For some foreign investors, despite all of its headwinds such as uncertainties over jobs and income, China remains a promising place to invest. Some point to the presence of the world’s largest consumer-goods market, underpinned by a 400-million-strong middle class, even as the middle-income group is at risk of shrinking.

US retail giant Costco reportedly considered various factors – from per capita disposable income to luxury car sales – in choosing where to create footholds in China last year.

In Zhejiang province, Costco’s China team was said to have appraised a host of data brandished by provincial officials responsible for driving foreign investments, according to Zhejiang media.

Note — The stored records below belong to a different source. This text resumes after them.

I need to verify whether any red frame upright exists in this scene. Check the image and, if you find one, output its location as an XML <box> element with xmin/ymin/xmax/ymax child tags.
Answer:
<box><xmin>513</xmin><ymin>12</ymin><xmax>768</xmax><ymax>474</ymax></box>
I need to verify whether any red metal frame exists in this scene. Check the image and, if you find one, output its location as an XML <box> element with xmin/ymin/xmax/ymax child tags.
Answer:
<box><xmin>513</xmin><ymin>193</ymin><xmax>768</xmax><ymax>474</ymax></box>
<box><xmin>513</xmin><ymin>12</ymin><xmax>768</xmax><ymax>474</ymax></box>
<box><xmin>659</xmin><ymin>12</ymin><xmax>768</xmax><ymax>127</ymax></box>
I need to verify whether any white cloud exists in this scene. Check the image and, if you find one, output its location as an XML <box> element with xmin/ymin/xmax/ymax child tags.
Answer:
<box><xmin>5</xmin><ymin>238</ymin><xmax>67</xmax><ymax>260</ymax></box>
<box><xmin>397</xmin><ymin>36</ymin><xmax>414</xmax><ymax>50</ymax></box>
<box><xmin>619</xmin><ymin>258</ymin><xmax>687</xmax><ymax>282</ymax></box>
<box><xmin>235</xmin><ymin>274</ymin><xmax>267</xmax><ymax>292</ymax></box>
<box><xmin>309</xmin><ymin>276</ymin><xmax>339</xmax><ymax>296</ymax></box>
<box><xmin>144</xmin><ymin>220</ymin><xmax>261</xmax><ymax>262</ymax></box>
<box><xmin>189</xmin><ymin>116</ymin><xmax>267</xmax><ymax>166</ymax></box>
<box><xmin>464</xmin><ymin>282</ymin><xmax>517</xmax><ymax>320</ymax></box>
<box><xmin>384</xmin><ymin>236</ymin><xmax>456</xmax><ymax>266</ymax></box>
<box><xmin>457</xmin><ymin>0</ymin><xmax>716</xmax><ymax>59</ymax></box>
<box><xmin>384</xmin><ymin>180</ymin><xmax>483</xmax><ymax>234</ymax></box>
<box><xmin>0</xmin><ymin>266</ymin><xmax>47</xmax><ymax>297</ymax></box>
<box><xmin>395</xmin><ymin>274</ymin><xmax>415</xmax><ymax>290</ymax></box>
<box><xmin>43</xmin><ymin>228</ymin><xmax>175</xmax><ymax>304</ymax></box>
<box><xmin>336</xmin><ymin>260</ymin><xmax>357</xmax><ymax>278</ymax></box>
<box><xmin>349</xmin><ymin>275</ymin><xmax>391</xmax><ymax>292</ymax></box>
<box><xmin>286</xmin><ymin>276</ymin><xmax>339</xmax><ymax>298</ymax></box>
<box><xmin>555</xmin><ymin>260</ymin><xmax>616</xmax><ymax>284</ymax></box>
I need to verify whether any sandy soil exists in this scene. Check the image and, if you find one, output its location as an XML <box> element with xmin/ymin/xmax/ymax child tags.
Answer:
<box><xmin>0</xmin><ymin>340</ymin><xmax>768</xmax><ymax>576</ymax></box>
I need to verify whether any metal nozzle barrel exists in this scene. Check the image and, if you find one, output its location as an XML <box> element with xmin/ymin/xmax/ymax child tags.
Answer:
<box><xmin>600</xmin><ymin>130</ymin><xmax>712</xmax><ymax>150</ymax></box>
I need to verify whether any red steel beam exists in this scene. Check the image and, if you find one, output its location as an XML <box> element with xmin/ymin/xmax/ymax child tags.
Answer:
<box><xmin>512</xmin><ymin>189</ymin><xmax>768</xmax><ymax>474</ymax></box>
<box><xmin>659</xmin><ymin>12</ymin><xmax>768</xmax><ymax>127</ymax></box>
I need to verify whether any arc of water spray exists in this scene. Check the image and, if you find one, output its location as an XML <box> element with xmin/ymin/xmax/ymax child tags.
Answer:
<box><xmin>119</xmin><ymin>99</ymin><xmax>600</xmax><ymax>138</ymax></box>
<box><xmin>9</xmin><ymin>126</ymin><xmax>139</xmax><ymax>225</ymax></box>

And the American company reportedly commissioned independent surveys of local consumption sentiments before settling on Ningbo and Hangzhou – the two biggest cities in the eastern economic powerhouse – to open Costco’s fourth and fifth big-box retail stores in the country.

China’s nationwide per capita income stood at 39,218 yuan (US$5,525) in 2023, while Ningbo and Hangzhou’s corresponding figures were above 80,000 yuan (US$11,270).

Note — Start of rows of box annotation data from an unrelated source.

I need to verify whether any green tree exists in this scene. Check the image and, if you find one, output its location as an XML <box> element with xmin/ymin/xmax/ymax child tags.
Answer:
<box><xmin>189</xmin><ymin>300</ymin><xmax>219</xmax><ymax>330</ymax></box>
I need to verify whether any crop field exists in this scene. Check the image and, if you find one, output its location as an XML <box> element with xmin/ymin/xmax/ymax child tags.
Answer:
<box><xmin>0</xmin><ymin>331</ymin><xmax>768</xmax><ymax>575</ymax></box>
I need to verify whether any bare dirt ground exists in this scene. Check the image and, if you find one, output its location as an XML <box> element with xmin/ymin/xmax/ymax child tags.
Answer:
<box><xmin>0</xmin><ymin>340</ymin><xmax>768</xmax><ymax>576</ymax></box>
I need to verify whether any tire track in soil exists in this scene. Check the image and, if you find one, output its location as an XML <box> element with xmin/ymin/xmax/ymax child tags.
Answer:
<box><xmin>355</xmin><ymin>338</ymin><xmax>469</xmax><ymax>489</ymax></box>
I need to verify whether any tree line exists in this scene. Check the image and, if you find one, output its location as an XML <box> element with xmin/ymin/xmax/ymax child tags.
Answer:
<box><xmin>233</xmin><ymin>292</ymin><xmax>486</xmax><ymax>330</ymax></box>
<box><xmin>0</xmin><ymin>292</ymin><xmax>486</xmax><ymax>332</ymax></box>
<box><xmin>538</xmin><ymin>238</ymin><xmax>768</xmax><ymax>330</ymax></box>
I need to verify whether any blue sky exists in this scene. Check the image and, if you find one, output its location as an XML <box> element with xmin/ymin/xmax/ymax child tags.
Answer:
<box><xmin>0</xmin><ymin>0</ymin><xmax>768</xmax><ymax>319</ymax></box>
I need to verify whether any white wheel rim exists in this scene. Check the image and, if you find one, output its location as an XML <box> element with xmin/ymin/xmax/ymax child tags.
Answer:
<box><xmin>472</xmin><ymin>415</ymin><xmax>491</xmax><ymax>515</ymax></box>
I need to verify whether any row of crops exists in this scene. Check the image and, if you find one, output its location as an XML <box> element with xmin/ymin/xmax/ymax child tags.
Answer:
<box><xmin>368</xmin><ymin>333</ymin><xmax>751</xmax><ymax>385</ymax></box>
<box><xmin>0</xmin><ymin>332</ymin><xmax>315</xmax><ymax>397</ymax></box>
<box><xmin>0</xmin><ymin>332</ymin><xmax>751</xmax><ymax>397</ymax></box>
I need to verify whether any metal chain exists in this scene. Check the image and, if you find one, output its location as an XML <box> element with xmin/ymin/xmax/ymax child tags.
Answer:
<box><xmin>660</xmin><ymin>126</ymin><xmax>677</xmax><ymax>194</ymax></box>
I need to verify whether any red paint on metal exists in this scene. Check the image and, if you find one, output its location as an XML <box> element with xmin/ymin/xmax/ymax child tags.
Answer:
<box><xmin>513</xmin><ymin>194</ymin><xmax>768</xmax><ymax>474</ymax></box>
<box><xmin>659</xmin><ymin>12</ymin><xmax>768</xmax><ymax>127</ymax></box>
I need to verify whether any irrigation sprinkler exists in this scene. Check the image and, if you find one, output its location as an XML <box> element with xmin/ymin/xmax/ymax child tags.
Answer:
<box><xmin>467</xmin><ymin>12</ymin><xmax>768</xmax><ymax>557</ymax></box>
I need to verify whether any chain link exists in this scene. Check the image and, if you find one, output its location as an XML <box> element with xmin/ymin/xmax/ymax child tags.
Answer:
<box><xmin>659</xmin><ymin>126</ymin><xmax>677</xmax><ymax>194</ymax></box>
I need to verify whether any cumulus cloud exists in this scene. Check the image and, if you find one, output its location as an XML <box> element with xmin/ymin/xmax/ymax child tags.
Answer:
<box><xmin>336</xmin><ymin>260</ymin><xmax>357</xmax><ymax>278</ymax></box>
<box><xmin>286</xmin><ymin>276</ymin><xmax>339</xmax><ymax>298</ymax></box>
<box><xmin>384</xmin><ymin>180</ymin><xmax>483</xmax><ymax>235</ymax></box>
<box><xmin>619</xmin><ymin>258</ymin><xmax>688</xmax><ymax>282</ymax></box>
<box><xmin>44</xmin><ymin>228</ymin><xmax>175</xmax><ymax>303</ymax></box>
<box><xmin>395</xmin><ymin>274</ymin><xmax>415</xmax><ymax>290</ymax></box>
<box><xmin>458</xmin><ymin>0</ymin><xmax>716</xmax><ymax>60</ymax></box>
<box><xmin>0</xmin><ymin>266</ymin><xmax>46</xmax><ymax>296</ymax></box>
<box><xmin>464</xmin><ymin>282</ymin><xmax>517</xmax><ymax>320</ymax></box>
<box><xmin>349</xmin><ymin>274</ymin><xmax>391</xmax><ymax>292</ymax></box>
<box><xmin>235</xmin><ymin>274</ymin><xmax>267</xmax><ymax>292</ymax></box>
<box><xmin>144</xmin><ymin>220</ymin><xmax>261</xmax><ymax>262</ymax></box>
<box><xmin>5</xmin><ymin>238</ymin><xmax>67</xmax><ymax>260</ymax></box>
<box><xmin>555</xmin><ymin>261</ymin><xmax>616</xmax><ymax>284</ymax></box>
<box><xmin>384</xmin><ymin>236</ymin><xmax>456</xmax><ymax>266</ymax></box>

China’s ‘days of runaway growth have gone’, firms urged to thrive overseas

Now Costco operates six stores across Shanghai, Suzhou, Ningbo, Hangzhou and Shenzhen – all relatively affluent cities – while two more, Nanjing and Guangzhou, were on its expansion radar for this year, according to Richard Zhang, president of Costco Asia.

“China remains a key focus, and we will use the performance of the first few stores in Shanghai and other select cities as a gauge to assess whether to push deeper into the China market,” Zhang was quoted as saying by Shanghai media last year.

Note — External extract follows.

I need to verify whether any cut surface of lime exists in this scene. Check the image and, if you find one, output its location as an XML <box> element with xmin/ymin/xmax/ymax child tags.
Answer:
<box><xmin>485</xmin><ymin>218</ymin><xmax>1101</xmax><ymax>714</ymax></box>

Alex Ma, an assistant professor with Peking University’s School of Governance, touched on how foreign investors’ interpretation of China’s economic outlook is affected by geopolitics and macroeconomic factors.

“China still needs to do more,” he told the Post. “It needs to go beyond reporting nice economic data. Attracting and retaining foreign investments matter a lot [in terms of] the transfer and acquisition of foreign technologies and management skills.”

With challenges facing foreign firms persisting, and ties with the West waning, China’s receipt of foreign investments last year fell by an annualised 8 per cent, to 1.13 trillion yuan. But the Ministry of Commerce has not yet released the US dollar figure, which is believed to have seen a bigger drop because of the yuan’s depreciation.

Foreign investment is equivalent to only 0.9 per cent of the national GDP, significantly lower than the 2 per cent average in the past decade.

Despite this, Ma said foreign firms and investments have had an outsized positive impact on China’s industrial and consumption upgrades.

During his speech in Davos, Premier Li said that, in the past five years, the return on foreign direct investment in China stood at around 9 per cent, calling it “quite competitive, globally”.

Li also vowed to “work tirelessly” to foster a market-oriented, law-based and world-class business environment, to expand institutional opening up, to remove access restrictions and to shorten the so-called negative list, which states the areas where the government forbids or restricts foreign investment.

“We will also hear the views of foreign businesses regularly and take active steps to address reasonable concerns,” Li vowed.

How such promises pan out is sure to be closely watched and scrutinised by those with a vested interest in China’s economic recovery.